Chapter 11 was designed by Congress to allow businesses to reorganize their debts and pay what they can without folding. Unlike Chapter 7, there is usually no trustee involved in Chapter 11. It was originally designed for large corporate debtors, but is now available to partnerships, real estate developers and sole proprietors.

Working with creditors, a debtor works out a restructured payment plan from future earnings of the business. They approve a plan reorganizing any or all other business affairs.

Chapter 12 Bankruptcy

Chapter 12, established especially for farmers in 1986, combines some of the requirements of both Chapter 11 and Chapter 13. A farmer is eligible for Chapter 12 bankruptcy if the debts do not exceed $1,500,000. As with other types of bankruptcy, Chapter 12 keeps all creditors from taking action against you or your property. The farmer is allowed to file a plan for paying off some debts and discharging others. Creditors must receive as much as they would have under Chapter 7 bankruptcy.

Fees and Legal Help

A lawyer experienced in bankruptcy proceedings can give you valuable advice. If you already have a lawyer, ask about their experience and successes in bankruptcy cases. If it is not their area of expertise, ask for a referral. The State Bar of Texas Lawyer Referral Service, located in Austin, can refer you to lawyers in your area that handle bankruptcy cases. Call the 1-800-252-9690.

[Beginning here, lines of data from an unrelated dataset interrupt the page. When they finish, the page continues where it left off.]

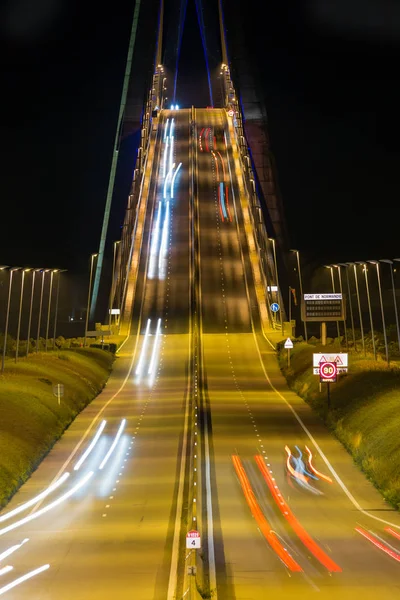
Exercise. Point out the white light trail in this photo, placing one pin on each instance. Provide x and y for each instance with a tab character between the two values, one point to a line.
171	151
166	181
45	509
91	446
154	244
29	575
12	549
165	158
164	242
32	501
166	129
155	345
173	180
115	442
143	351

Calling several lawyers and interviewing them before making your choice may be to your family's advantage. Call ahead and see what they will charge for the initial appointment. (Some may offer a short interview at no charge.)

After you select a lawyer, be prepared to give all the relevant facts. Completely disclosing all our family assets, debts and other commitments is essential for a thorough evaluation.

Don't be afraid to discuss fees. Attorney fees are usually stated as an hourly charge. The lawyer cannot give you an exact figure but can estimate a cost range. Get information about fees in writing.

After discussing facts and fees, if you are uncomfortable or lack confidence in the lawyer, get a different lawyer. Continuing may only lead to more unhappiness and costs that could be avoided.

In addition to attorney fees, expect to pay bankruptcy filing fees:

• Chapter 7 or 13 - $150

• Chapter 12 - $200 plus

• Chapter 11 - $600

General Information

For general information on bankruptcy (NOT legal information), you can call one of the four district bankruptcy court clerks' offices in Texas or the area bankruptcy courts within your district. The Northern District court clerk office in Dallas phone number is (214) 753-2000 and area offices are located in Amarillo, Fort Worth and Lubbock. The Eastern District court clerk call be called at (903) 590-1212 in Tyler, with area offices in Beaumont and Plano. In the Southern District, call (713) 250-5115 to talk with a court clerk in Houston, or contact the area office in Corpus Christi. The Western District court clerk's phone number in San Antonio is (210) 472-6720, and area offices are located in Austin, El Paso and Waco. They will not provide legal information but can give general information about filing fees, forms, etc. For current addresses and phone numbers for U.S. Bankruptcy Courts in Texas accessible through the World Wide Webb, the address is http://www.texlaw.com/bar/redbk13.htm.

Conclusion

A person leaves bankruptcy debt free or with a significantly reduced debt. Bankruptcy is designed to give a debtor a fresh start, to change former spending habits and a chance to establish sound financial management. Remember, however, bankruptcy is a part of your credit record and will affect your future credit options.